She did it in the CUT article too, when she invited the writer to make guess as to why herself and Harry were not allowed the half in/half out option they requested:
“Meghan asserts that what they were asking for wasn’t “reinventing the wheel” and lists a handful of princes and princesses and dukes who have the very arrangement they wanted. “That, for whatever reason, is not something that we were allowed to do, even though several other members of the family do that exact thing.”
Why do you think that is? I ask.
“Why do you think that is?” she says right back with a side-eye that suggests I should understand without having to be told.

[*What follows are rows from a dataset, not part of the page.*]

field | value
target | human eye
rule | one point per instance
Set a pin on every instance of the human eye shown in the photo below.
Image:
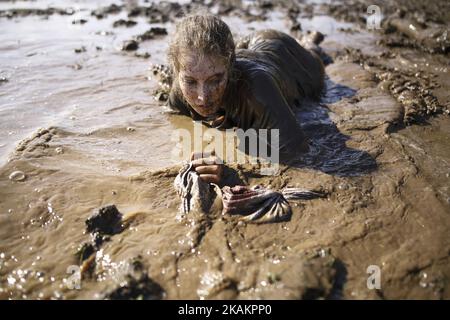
(216, 80)
(190, 82)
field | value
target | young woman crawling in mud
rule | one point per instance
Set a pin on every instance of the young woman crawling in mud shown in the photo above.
(256, 83)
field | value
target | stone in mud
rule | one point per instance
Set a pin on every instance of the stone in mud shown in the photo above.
(105, 221)
(85, 251)
(80, 50)
(103, 12)
(79, 21)
(17, 176)
(144, 55)
(130, 45)
(152, 33)
(124, 23)
(215, 285)
(138, 286)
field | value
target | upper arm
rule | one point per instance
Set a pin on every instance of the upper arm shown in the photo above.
(270, 110)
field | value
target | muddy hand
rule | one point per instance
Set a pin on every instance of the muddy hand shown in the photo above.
(208, 166)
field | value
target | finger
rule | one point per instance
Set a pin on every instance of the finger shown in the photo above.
(199, 155)
(210, 178)
(207, 161)
(212, 169)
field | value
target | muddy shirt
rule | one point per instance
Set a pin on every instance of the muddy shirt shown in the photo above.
(271, 76)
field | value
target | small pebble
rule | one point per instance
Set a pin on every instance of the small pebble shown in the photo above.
(17, 176)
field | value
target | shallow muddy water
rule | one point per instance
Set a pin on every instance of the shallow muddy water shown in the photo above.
(79, 131)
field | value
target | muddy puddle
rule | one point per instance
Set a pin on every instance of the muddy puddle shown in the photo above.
(81, 129)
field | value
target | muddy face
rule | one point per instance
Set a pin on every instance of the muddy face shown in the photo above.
(203, 80)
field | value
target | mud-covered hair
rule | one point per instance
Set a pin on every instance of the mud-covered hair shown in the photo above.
(204, 33)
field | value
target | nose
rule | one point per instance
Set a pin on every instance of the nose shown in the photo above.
(202, 94)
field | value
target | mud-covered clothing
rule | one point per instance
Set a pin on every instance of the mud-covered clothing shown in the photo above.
(271, 75)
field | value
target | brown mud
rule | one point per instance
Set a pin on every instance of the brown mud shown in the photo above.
(379, 151)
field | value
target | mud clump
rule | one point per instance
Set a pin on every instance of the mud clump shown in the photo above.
(411, 88)
(152, 33)
(139, 286)
(79, 21)
(407, 24)
(80, 50)
(13, 13)
(103, 12)
(105, 221)
(124, 23)
(130, 45)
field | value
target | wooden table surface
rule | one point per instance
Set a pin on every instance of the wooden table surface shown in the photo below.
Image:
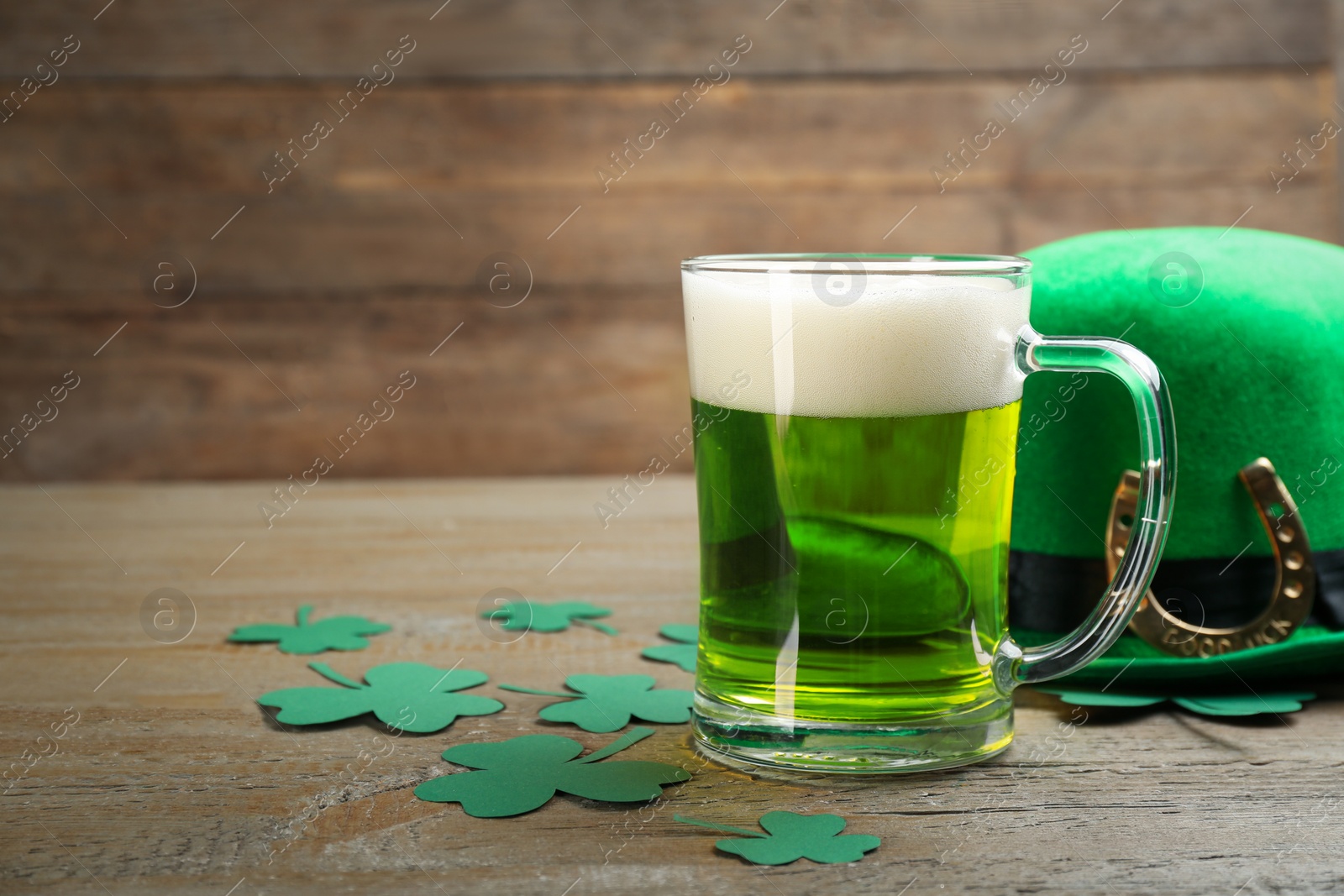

All right, Meghan, I’ll bite. It could be that the very reasons she was considered a breath of fresh air at first and then a supernova (biracial, divorcée, self-made millionaire, clotheshorse) only highlighted the ways in which the monarchy was becoming irrelevant to a younger generation — and worse, the ways that it was deeply flawed (and racist). To that, it could be just because she’s Black. Or perhaps it’s owed to the fact that Meghan, who jokes that “even my blood type is A-positive,” wouldn’t relinquish control over her own image and that image had the potential to be too big of a brand. Maybe, as Harry battled on her behalf with the tabloids one stern statement after another, it was all becoming too eerily reminiscent of Princess Diana. Or maybe it’s because by the time she met and married Harry, she was already a fully formed American woman: self-made, self-refined. She had desires and goals and a fan base. And while she was a fine actress, the job she is best at is envisioning a life for herself and getting it. That specific type of very American ambition just isn’t really compatible with being a princess. Though it is compatible with her current life, which seems to be the best of all worlds: a palace in a better climate, still culturally considered royalty while having freedom from the royal family, a level of celebrity that exceeds what she could have gotten through Suits or the Tig, a neighbor with mini-pigs.
Well, I can’t put words in your mouth, I say instead.
And then a pause as she looks down and inspects her hands; The Bachelor producer in her head deliberates how much should be said. “I don’t know,” she says, casting a knowing gaze out into the middle distance.”
She thinks shes clever if she gets others to do the dirty work for her. Luckily this writer was too smart to fall for that.